Gender Classification Based on Online Signature Features using Machine Learning Techniques

Authors

Keywords:

Biometric Data Analysis, Gender Classification, Online Handwritten Signature, Feed Forward Deep Neural Network

Abstract

A human signature gives a lot of insights into an individual’s characteristics such as illness, professional choices, and mood. From the biometric perspective, a Handwritten Signature is a behavioral trait and Gender is a demographic category (soft trait) of the person.

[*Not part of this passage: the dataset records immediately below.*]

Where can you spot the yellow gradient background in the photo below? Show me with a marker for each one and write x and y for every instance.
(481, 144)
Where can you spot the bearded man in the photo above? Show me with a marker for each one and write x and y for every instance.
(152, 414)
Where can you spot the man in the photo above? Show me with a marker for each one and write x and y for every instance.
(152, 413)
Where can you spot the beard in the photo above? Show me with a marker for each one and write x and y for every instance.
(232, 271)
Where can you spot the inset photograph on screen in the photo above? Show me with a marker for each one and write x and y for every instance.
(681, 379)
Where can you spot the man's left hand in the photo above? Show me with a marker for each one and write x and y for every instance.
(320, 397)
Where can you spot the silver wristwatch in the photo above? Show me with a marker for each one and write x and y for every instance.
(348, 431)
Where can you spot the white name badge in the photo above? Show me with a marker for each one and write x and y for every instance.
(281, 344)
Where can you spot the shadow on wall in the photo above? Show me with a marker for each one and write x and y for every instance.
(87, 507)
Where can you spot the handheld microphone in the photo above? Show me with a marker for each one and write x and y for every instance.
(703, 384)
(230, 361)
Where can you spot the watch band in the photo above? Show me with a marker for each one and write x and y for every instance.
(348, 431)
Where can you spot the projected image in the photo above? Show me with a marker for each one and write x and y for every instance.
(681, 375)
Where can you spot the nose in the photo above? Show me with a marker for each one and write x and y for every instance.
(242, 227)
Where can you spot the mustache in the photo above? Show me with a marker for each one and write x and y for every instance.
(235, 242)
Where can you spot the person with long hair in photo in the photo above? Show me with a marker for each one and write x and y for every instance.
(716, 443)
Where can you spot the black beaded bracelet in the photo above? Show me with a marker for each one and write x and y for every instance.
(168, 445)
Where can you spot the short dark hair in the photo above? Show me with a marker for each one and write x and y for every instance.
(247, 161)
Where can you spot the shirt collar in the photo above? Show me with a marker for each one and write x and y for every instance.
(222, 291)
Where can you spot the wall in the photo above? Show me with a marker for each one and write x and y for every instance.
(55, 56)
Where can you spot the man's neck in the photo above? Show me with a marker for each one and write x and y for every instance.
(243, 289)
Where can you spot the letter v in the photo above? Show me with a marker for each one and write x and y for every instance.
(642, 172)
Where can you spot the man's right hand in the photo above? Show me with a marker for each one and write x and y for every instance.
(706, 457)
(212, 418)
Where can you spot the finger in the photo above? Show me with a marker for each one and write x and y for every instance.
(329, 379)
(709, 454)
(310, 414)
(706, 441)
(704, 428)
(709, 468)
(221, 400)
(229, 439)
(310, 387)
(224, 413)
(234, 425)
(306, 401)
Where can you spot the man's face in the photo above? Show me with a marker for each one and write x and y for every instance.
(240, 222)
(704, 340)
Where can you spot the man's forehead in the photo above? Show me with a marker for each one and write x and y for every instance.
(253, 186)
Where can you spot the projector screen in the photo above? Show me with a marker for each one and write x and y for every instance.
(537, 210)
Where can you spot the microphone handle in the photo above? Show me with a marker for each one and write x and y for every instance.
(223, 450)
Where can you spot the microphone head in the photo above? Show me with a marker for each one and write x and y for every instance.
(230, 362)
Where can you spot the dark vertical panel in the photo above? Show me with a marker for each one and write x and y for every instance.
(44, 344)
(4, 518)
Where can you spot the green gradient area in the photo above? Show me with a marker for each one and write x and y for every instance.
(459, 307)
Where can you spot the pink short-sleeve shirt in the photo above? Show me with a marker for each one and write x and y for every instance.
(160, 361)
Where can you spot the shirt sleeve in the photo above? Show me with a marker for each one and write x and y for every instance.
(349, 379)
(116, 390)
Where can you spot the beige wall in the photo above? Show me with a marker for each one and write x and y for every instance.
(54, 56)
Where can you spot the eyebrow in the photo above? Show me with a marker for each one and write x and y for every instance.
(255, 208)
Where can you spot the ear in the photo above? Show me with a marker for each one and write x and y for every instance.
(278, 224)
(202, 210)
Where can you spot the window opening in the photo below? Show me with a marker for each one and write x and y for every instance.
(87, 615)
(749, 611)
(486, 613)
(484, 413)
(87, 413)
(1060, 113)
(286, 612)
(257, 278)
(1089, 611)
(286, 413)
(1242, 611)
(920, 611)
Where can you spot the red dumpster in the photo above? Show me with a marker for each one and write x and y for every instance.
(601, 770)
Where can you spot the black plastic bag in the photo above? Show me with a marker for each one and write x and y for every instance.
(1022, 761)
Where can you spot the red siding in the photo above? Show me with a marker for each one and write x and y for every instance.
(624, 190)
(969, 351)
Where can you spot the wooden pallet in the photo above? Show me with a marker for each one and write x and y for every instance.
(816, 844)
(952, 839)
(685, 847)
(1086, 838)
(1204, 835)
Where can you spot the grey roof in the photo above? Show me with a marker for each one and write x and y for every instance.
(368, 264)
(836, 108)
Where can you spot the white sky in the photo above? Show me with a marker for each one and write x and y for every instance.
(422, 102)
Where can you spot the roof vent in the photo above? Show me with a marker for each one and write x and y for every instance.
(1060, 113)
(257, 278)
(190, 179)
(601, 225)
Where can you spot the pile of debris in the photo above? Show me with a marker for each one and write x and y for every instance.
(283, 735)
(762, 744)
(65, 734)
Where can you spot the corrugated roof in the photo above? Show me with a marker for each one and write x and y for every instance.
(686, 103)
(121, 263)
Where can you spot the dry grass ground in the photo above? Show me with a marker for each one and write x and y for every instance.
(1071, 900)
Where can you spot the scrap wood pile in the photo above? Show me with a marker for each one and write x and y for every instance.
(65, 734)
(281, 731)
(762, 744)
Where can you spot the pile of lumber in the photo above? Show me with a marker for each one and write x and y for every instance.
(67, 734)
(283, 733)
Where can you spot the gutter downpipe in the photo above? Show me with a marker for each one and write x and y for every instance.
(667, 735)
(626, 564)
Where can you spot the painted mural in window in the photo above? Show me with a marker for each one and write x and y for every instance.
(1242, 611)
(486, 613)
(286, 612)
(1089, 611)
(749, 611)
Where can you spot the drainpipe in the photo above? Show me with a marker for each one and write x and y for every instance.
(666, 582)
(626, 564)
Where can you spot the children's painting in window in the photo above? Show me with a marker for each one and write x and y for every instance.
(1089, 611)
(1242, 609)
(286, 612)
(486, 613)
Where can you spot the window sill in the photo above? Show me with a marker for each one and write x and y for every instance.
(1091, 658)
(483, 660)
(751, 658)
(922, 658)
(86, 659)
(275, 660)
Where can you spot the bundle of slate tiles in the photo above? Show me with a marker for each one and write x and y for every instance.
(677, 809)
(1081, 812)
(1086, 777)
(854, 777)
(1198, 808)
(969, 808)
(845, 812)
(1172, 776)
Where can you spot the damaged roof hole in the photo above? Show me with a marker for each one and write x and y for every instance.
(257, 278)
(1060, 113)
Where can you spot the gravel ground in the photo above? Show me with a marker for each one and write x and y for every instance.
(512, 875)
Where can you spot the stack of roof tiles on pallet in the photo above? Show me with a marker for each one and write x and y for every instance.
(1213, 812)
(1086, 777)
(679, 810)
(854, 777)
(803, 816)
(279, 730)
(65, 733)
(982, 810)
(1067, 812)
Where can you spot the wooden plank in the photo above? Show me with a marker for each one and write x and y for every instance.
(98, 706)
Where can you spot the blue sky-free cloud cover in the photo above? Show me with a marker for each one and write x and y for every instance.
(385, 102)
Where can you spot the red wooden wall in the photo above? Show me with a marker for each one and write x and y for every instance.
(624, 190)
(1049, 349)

Gender classification from handwritten signatures has been implied in several applications such as psychology and forensics. Male writings with a high intra-class variation tend to have a feminist aesthetic aspect, and vice versa. This gives clues to recognize the gender of the person using a handwritten signature. The proposed methodology is based on extracting numeric features from the male and female dynamic signature samples. Data was collected from 535 individuals of different age groups (18-65). Further, these signature samples were converted to numeric attributes resulting in 66 signature features from each data. Experiments were carried out using six different Machine Learning techniques; On the whole, the overall accuracy of these methods is 81.2% (KNN), 81.9% (LR), 77.1% and 49.3% (for both Poly and RBF kernels in SVM, respectively), Poly kernel using cross-validation resulted in 81.8% in SVM, 89.3% (DT), 96.2% (RF) and 98.2% (DL). Overall, the deep neural networks outperformed other models, immediately followed by RF.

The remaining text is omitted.